With the return of Europe's economic doldrums and signs of a coming growth slowdown in the United States, advanced economies could be at risk of falling into the same kind of long-term rut that has captured Japan. To avoid that outcome, policymakers must recognize and address the deeper structural forces at work.
NEW YORK – Not too long ago, the conventional wisdom held that “Japanification” could never happen in Western economies. Leading US economists argued that if the combined threat of weak growth, disinflation, and perpetually low interest rates ever materialized, policymakers would have the tools to deal with it. They had no problem lecturing the Japanese about the need for bold measures to pull their country out of a decades-old rut. Japanification was regarded as the avoidable consequence of poor policymaking, not as an inevitability.
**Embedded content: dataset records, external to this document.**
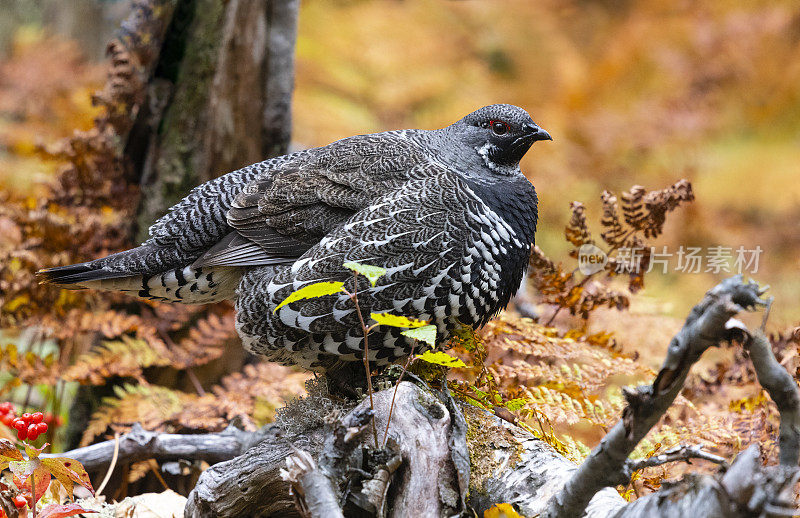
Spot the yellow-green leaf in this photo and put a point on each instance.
(501, 511)
(318, 289)
(387, 319)
(425, 334)
(372, 273)
(440, 358)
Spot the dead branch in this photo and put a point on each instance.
(782, 388)
(679, 453)
(704, 327)
(141, 444)
(315, 484)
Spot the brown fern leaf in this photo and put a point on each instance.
(151, 406)
(577, 231)
(252, 395)
(659, 203)
(613, 232)
(125, 358)
(206, 341)
(633, 207)
(548, 278)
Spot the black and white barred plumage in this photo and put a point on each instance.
(447, 213)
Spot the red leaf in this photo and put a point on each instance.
(42, 477)
(60, 511)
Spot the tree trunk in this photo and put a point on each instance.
(219, 98)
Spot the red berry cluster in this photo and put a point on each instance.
(29, 426)
(7, 413)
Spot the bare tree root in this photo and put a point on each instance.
(443, 458)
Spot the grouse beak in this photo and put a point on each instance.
(534, 133)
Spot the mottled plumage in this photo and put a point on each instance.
(447, 213)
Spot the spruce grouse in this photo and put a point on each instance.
(447, 213)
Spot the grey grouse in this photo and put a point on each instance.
(447, 213)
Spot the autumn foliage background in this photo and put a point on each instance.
(641, 93)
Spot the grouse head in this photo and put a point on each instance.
(499, 136)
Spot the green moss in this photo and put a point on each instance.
(484, 435)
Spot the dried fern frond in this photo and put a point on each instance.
(613, 233)
(577, 231)
(659, 203)
(206, 341)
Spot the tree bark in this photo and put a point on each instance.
(220, 98)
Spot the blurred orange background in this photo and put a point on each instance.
(633, 93)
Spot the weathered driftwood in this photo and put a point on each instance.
(442, 458)
(709, 323)
(141, 444)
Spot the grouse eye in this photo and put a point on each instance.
(499, 127)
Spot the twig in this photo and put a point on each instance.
(153, 464)
(394, 395)
(110, 467)
(676, 454)
(782, 388)
(354, 297)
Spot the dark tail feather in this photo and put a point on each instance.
(77, 274)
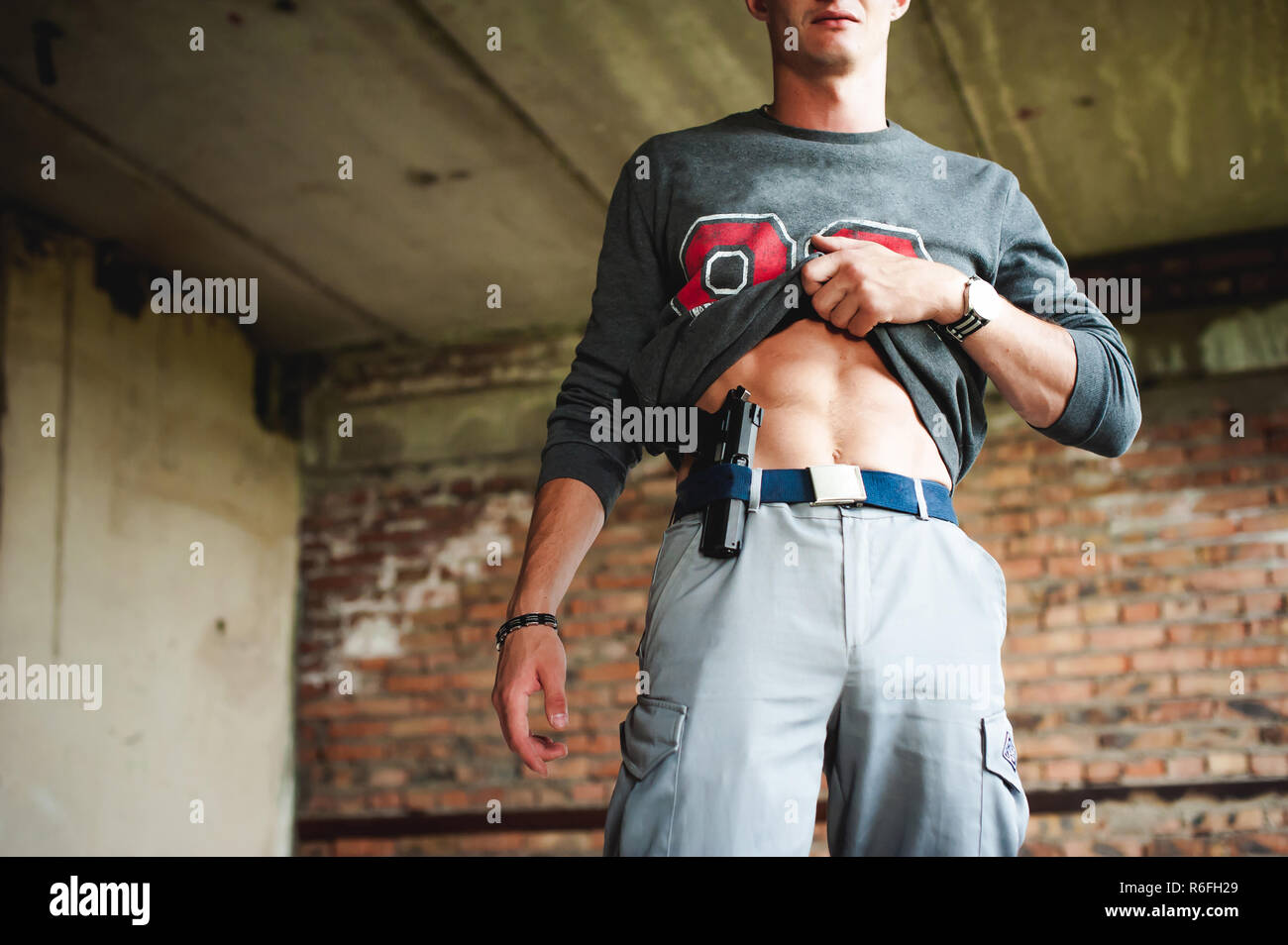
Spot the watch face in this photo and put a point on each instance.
(980, 299)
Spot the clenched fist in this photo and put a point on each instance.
(859, 284)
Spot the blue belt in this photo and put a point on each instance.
(840, 485)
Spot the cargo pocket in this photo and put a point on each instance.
(1004, 816)
(643, 806)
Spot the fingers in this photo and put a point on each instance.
(557, 702)
(836, 304)
(514, 724)
(816, 271)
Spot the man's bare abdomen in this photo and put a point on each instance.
(828, 399)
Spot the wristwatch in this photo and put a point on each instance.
(978, 300)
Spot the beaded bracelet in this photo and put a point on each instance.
(524, 621)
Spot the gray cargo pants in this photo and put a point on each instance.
(853, 641)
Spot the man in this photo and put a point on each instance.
(857, 632)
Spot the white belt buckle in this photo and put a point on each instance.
(837, 485)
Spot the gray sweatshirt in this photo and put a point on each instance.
(703, 242)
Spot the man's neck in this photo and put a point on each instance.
(853, 103)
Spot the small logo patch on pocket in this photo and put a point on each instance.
(1009, 752)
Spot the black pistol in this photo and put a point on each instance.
(734, 442)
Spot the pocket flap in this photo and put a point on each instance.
(1000, 755)
(651, 733)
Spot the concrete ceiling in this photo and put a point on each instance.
(477, 167)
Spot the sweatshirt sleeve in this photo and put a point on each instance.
(1103, 415)
(625, 309)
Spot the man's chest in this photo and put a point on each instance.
(721, 239)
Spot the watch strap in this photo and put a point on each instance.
(528, 619)
(971, 321)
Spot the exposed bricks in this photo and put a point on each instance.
(1160, 660)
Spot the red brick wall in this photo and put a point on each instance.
(1120, 673)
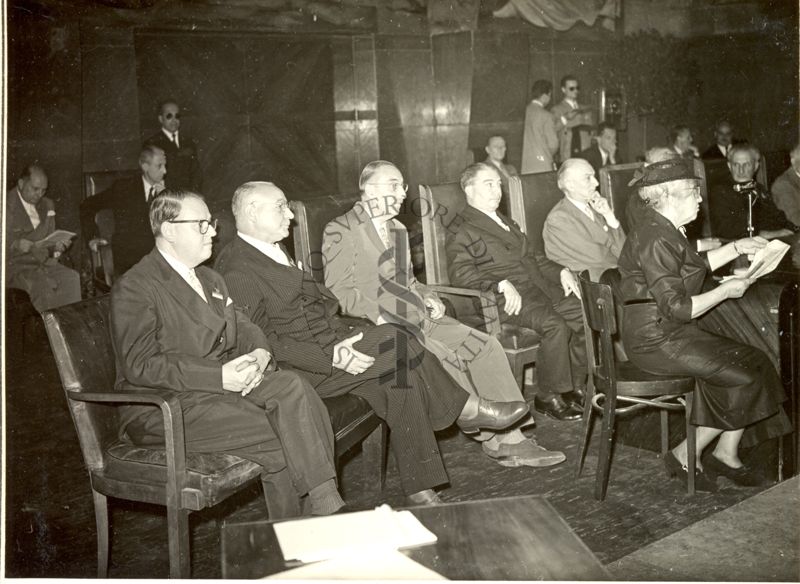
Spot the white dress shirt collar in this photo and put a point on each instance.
(33, 213)
(271, 250)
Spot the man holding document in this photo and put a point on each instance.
(739, 394)
(33, 245)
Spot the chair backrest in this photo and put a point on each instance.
(614, 188)
(310, 218)
(530, 198)
(81, 343)
(99, 181)
(439, 206)
(599, 323)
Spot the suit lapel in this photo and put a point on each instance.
(179, 289)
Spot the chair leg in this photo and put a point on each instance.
(178, 533)
(691, 446)
(373, 454)
(606, 448)
(101, 521)
(588, 419)
(664, 432)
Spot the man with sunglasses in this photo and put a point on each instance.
(128, 199)
(175, 328)
(573, 121)
(366, 254)
(183, 167)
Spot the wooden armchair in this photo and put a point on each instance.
(612, 383)
(183, 482)
(439, 206)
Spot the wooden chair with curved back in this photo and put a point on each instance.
(163, 475)
(612, 382)
(439, 206)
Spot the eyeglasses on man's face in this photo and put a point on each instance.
(394, 186)
(202, 224)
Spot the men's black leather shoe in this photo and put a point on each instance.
(493, 415)
(556, 408)
(575, 397)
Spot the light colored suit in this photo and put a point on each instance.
(374, 281)
(786, 195)
(540, 141)
(575, 241)
(48, 283)
(565, 145)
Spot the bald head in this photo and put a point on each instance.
(576, 179)
(32, 184)
(262, 211)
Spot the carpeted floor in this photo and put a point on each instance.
(50, 520)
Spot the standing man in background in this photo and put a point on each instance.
(571, 121)
(540, 141)
(183, 168)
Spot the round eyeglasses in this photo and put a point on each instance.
(202, 224)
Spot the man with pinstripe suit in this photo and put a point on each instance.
(405, 385)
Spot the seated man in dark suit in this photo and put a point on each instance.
(487, 251)
(730, 202)
(723, 138)
(174, 327)
(604, 149)
(31, 264)
(405, 385)
(368, 267)
(128, 198)
(183, 167)
(581, 231)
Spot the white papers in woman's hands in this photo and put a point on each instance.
(765, 260)
(365, 532)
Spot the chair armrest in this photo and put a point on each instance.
(175, 445)
(491, 316)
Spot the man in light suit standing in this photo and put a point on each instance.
(174, 327)
(581, 231)
(368, 267)
(540, 141)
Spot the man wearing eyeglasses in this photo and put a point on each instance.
(175, 328)
(573, 121)
(183, 167)
(368, 267)
(128, 199)
(405, 385)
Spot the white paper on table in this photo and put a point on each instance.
(765, 260)
(323, 538)
(384, 565)
(57, 236)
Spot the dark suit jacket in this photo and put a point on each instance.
(19, 226)
(298, 314)
(183, 167)
(133, 237)
(481, 254)
(358, 268)
(166, 336)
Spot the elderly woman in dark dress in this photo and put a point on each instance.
(662, 281)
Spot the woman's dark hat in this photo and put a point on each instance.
(664, 171)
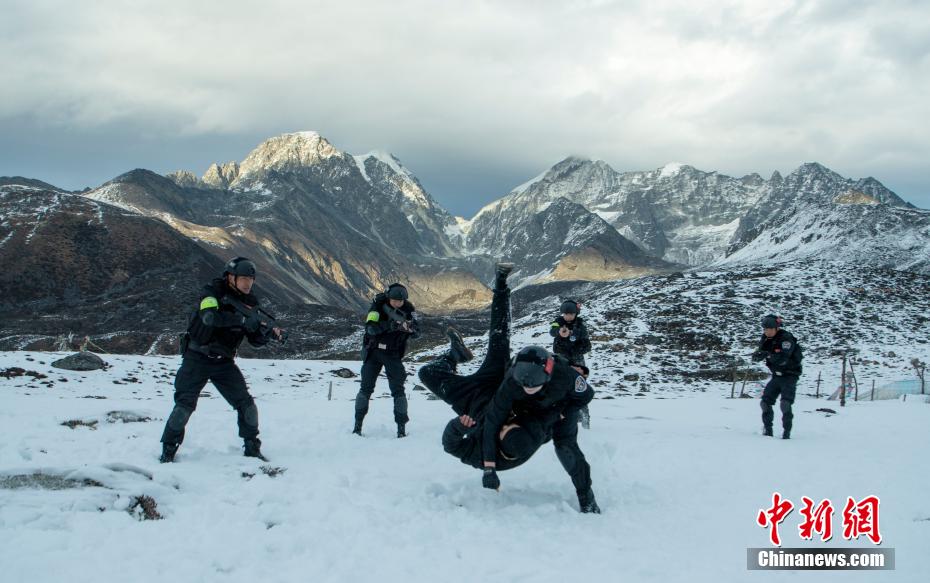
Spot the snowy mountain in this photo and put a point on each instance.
(326, 226)
(676, 212)
(854, 228)
(561, 240)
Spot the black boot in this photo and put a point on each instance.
(253, 448)
(458, 352)
(168, 451)
(501, 271)
(587, 503)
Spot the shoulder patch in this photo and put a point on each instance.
(580, 384)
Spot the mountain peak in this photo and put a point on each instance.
(288, 152)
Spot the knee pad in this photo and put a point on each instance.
(179, 417)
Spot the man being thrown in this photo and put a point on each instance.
(502, 422)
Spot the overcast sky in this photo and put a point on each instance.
(473, 97)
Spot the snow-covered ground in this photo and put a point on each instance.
(680, 477)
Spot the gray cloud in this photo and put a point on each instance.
(475, 97)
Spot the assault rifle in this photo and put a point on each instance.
(266, 321)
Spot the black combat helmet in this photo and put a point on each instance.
(532, 366)
(397, 291)
(771, 321)
(240, 266)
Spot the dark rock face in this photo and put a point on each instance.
(580, 244)
(82, 361)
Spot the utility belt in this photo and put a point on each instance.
(211, 351)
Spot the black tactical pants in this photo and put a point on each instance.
(462, 391)
(228, 380)
(786, 387)
(565, 439)
(394, 369)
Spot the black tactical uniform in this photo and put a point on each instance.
(564, 394)
(782, 356)
(485, 397)
(215, 331)
(385, 343)
(574, 347)
(578, 343)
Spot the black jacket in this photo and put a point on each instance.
(565, 391)
(383, 327)
(466, 443)
(216, 329)
(782, 354)
(576, 345)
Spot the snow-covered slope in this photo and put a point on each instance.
(680, 480)
(861, 232)
(676, 212)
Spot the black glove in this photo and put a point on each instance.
(490, 479)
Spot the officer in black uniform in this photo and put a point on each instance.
(497, 429)
(216, 329)
(391, 321)
(569, 334)
(570, 339)
(782, 356)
And yet the specter of Japanification now looms over the West. After the 2008 financial crisis, the recoveries in both Europe and the United States were more sluggish and less inclusive than the majority of policymakers, politicians, and economists expected. And, more recently, hopes for achieving “escape velocity” out of the “new normal” of low growth and persistent disinflationary pressure have been dashed in Europe and Japan, and some worry that they may be receding in the US.
Europe, in particular, is back in the grips of a worrisome regionwide slowdown. Growth projections have been consistently revised downward, and the European Central Bank has acknowledged that its earlier optimism about achieving on-target inflation was misplaced. With yields on government bonds having fallen, the global trade in securities at negative interest rates has reached around $10 trillion.